What I’m thinking here is that we could take some lessons from the governance of the big and complicated repos such as edx-platform and set up a project where we share our common experience of hosting and maintaining openedx installations specially those of larger sizes.

This piece of code should be very much oriented to ease of extension, but also it would have a well defined list of maintainers for the different parts of the core. The main goal of this project would be render files that can be used as a manifest for k8s that hosts open edX. How you apply this manifest to the cluster is everyone’s own choice. It could be using a hosted CI or with tutor k8s init. This would also be covered by the same ease of extension policy.

This is quite a raw idea and if was reading this I would be like “sounds nice, show me the code or I’d call bs”. Just throwing it here to see if there is any traction. I’ll get started on a prototype to prove to myself that this is actually worthwhile.

Further considerations:

  • I’m talking about a flexible rendered and tutor is an amazing and extendable template and file manager. It follows naturally that the piece of code we write be a tutor plugin. What I’d like is for this project to lift the burden of supporting the issues that arise during operation tutor. If this is a non issue (which I don’t think it is) and we are better served by giving better support to the tutor plugins individually.
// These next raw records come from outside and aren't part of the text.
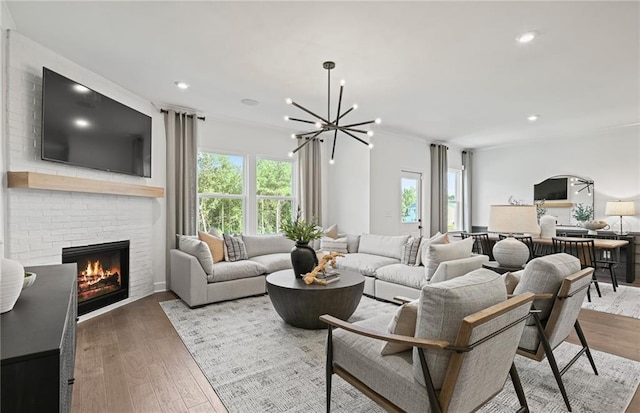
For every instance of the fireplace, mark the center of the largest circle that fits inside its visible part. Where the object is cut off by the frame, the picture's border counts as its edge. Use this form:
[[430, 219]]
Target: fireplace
[[103, 273]]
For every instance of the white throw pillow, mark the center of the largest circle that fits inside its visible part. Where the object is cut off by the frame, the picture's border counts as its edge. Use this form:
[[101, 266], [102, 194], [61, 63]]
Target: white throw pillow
[[404, 324], [336, 245], [446, 252], [438, 238]]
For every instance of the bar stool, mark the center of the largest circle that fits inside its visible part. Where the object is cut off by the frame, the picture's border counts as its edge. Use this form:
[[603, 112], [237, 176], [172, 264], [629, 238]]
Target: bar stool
[[585, 250], [482, 244]]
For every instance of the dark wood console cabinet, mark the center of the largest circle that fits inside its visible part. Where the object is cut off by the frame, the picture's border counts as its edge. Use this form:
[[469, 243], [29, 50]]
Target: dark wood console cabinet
[[38, 339]]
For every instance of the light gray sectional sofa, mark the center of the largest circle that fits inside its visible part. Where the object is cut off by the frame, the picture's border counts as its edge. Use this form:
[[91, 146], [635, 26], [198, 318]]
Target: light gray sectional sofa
[[198, 281]]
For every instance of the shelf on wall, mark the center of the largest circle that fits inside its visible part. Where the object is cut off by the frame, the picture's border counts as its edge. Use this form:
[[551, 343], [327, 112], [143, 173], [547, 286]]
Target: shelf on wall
[[37, 180]]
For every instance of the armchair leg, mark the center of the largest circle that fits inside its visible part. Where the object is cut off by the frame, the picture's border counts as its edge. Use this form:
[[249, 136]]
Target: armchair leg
[[583, 341], [552, 360], [329, 367], [517, 385]]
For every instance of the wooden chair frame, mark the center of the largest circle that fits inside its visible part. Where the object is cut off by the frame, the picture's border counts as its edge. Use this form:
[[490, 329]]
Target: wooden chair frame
[[544, 348], [438, 403]]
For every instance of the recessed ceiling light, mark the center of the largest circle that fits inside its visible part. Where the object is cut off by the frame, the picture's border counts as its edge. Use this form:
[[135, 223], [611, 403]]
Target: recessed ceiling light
[[526, 37], [81, 123], [249, 102], [80, 89], [181, 85]]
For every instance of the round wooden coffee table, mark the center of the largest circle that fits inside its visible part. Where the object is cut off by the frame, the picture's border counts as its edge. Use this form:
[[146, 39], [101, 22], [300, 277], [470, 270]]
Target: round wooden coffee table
[[301, 305]]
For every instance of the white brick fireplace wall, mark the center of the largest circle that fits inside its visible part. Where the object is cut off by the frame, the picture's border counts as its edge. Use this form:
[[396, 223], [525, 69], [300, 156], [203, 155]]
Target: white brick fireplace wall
[[39, 223]]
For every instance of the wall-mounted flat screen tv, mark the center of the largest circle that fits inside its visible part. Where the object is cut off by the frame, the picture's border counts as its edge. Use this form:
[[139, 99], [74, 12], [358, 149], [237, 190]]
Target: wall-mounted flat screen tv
[[551, 189], [85, 128]]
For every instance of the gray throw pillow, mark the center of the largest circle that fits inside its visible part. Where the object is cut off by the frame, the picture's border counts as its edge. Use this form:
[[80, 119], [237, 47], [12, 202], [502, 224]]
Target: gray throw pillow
[[235, 247]]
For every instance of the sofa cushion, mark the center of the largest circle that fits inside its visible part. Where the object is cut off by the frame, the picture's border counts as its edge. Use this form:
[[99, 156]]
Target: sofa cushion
[[402, 274], [337, 245], [437, 253], [235, 247], [365, 264], [442, 307], [216, 245], [410, 251], [226, 271], [257, 245], [199, 249], [403, 323], [274, 262], [438, 238], [544, 275], [383, 245]]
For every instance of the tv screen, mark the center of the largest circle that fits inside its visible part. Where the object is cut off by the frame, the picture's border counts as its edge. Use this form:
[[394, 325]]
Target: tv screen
[[85, 128], [551, 189]]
Please say so.

  • this project would probably be better off living on the openedx org so that there is no space for provider egos anywhere. It should also be covered by the core-commiter program.

cc @jhony_avella @MoisesGonzalezS @mgmdi

4 Likes

I wanted to share a general update to this audience. This afternoon i released v1.0.0 of the Cookiecutter, the first general production release for fully automated build & deploy onto AWS. I have a continued interest in porting this code base for Digital Ocean, GCC, Azure et al as well as other popular CI platforms.
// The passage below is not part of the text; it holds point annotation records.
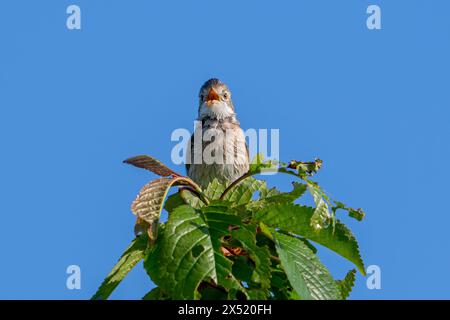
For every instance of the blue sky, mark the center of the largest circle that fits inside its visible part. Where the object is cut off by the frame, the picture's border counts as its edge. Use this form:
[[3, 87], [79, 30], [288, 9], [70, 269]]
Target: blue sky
[[374, 105]]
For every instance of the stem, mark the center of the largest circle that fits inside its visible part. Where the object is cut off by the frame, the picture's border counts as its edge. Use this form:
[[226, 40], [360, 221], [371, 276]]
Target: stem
[[196, 190], [235, 183]]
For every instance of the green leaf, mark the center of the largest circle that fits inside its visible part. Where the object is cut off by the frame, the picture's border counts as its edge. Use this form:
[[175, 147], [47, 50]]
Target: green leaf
[[243, 192], [345, 286], [357, 214], [260, 256], [278, 197], [321, 216], [174, 201], [149, 202], [213, 192], [189, 252], [308, 276], [296, 219], [155, 294], [129, 259]]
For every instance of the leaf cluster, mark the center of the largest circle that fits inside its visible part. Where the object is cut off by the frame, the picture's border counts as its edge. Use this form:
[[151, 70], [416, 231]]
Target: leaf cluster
[[237, 241]]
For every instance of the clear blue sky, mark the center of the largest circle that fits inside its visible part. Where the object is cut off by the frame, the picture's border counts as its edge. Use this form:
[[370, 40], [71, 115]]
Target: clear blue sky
[[374, 105]]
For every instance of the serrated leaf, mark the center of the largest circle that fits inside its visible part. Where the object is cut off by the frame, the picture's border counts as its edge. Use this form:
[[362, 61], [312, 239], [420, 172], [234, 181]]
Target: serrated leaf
[[321, 216], [155, 294], [130, 258], [307, 275], [243, 192], [345, 286], [189, 253], [296, 219], [246, 235], [212, 192], [173, 201], [278, 197], [151, 164]]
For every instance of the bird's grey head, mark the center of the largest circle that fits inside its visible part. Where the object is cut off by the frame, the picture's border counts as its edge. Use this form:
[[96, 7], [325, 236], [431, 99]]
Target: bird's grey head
[[215, 101]]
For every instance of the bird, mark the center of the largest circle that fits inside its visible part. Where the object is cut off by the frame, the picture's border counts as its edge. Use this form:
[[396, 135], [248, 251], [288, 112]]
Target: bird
[[217, 148]]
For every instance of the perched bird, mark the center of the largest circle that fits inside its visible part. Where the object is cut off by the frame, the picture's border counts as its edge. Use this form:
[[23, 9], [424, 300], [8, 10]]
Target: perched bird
[[217, 148]]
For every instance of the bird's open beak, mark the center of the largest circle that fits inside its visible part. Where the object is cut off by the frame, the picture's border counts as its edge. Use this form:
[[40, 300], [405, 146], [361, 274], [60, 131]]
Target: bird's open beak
[[212, 96]]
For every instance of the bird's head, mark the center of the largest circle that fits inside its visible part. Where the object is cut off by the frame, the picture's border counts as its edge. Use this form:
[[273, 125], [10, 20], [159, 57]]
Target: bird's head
[[215, 101]]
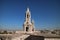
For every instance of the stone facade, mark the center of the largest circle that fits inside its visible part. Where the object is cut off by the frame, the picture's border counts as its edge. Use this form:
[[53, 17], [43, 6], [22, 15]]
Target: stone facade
[[28, 25]]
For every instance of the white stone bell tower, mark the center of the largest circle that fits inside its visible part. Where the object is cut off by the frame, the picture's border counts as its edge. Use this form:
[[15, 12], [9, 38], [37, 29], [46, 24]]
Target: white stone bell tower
[[28, 26]]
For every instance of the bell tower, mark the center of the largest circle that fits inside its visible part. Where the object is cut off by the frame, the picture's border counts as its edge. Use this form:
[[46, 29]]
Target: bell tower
[[28, 25]]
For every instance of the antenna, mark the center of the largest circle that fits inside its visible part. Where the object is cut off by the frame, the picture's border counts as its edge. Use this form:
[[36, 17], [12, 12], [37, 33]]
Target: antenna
[[27, 3]]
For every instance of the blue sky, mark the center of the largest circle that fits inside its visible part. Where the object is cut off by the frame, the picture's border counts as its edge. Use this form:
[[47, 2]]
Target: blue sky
[[45, 13]]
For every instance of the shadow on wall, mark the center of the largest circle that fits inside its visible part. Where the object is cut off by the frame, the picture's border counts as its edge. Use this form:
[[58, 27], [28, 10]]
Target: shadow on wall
[[33, 37]]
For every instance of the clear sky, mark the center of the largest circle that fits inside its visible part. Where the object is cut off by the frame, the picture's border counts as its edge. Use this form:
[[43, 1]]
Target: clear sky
[[45, 13]]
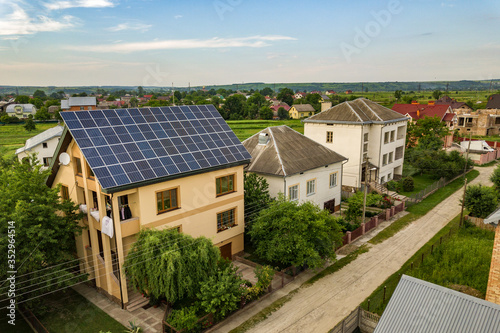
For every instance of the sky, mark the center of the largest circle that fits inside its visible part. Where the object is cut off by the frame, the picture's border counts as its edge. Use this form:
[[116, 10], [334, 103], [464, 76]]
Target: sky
[[181, 43]]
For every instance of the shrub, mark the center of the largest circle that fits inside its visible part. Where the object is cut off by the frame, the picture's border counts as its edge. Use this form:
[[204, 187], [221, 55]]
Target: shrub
[[408, 184], [480, 200], [221, 294], [184, 319]]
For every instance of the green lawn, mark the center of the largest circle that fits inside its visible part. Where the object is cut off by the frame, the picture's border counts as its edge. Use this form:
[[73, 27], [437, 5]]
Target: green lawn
[[21, 325], [246, 128], [68, 311], [422, 208], [13, 136]]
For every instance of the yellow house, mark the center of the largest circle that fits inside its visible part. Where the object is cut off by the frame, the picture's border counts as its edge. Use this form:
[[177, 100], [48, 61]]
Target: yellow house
[[298, 111], [165, 168]]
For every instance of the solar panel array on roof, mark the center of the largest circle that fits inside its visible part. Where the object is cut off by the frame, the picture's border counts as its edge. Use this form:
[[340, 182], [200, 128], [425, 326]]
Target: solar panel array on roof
[[125, 146]]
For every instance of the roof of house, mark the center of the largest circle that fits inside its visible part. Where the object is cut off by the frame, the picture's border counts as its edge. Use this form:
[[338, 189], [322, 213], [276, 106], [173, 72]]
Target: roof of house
[[26, 108], [128, 148], [287, 152], [304, 107], [359, 111], [40, 138], [425, 110], [420, 306], [493, 102]]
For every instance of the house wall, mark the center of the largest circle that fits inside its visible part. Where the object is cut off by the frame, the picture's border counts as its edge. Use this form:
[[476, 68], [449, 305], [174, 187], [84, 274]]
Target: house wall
[[40, 151], [323, 191], [196, 216], [348, 140]]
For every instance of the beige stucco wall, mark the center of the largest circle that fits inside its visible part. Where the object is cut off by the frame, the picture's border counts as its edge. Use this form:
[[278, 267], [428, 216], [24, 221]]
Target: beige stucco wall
[[348, 141]]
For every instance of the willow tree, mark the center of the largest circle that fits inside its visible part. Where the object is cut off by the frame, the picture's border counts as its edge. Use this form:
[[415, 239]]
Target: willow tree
[[166, 263]]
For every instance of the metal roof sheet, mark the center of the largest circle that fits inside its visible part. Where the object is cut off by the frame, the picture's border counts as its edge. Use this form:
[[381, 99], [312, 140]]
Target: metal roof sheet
[[287, 152], [419, 306]]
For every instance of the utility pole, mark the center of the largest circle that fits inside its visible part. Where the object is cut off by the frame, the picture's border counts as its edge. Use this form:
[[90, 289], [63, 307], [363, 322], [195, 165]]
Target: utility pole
[[465, 182], [366, 189]]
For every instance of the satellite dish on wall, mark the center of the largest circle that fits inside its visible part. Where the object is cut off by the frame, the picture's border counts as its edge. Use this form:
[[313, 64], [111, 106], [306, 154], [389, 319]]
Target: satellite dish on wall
[[64, 158]]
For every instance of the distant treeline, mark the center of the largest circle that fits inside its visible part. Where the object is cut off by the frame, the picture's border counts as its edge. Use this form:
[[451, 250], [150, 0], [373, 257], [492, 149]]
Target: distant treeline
[[480, 85]]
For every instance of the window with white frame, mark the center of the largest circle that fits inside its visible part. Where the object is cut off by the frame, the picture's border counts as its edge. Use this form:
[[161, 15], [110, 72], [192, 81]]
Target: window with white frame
[[293, 192], [333, 179], [311, 187], [329, 137]]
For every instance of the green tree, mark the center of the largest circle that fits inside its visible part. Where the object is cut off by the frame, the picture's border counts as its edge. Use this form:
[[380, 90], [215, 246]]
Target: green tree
[[286, 95], [495, 177], [42, 114], [234, 107], [169, 264], [266, 113], [436, 94], [480, 200], [267, 92], [398, 94], [221, 293], [45, 228], [140, 91], [293, 234], [39, 94], [283, 113], [21, 99], [29, 124]]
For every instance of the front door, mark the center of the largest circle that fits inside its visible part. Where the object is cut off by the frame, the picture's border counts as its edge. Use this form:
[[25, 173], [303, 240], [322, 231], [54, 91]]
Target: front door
[[226, 251]]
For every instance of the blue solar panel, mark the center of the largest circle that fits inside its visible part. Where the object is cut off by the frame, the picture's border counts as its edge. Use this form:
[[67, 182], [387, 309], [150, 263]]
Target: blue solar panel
[[126, 146]]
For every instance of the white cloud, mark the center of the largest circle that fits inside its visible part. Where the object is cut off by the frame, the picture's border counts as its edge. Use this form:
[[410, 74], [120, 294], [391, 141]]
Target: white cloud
[[18, 22], [130, 26], [65, 4], [177, 44]]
Related: the original Github Actions build & deploy workflows have been refactored into a collection of reusable components that you’ll find here: https://github.com/openedx-actions. These components greatly simplify working with Open edX on Kubernetes and most are designed to work independently of the Cookiecutter itself. Today I also promoted several of these actions to v1.0.0. See the README’s on each regarding any details that might bear on your decision of whether of not to incorporate these into your projects. The following actions are now available for general production use:

@andres “any kind of aws resource” is a very broad statement, however, i can confirm that to date i’ve been able to find high-quality vendor-supported Terraform components for everything that i needed for the Cookiecutter automation of building the AWS environment, which includes: VPC, EC2, EKS, ECR, RDS, IAM, S3, Elasticache, Certificate Manager and Route53.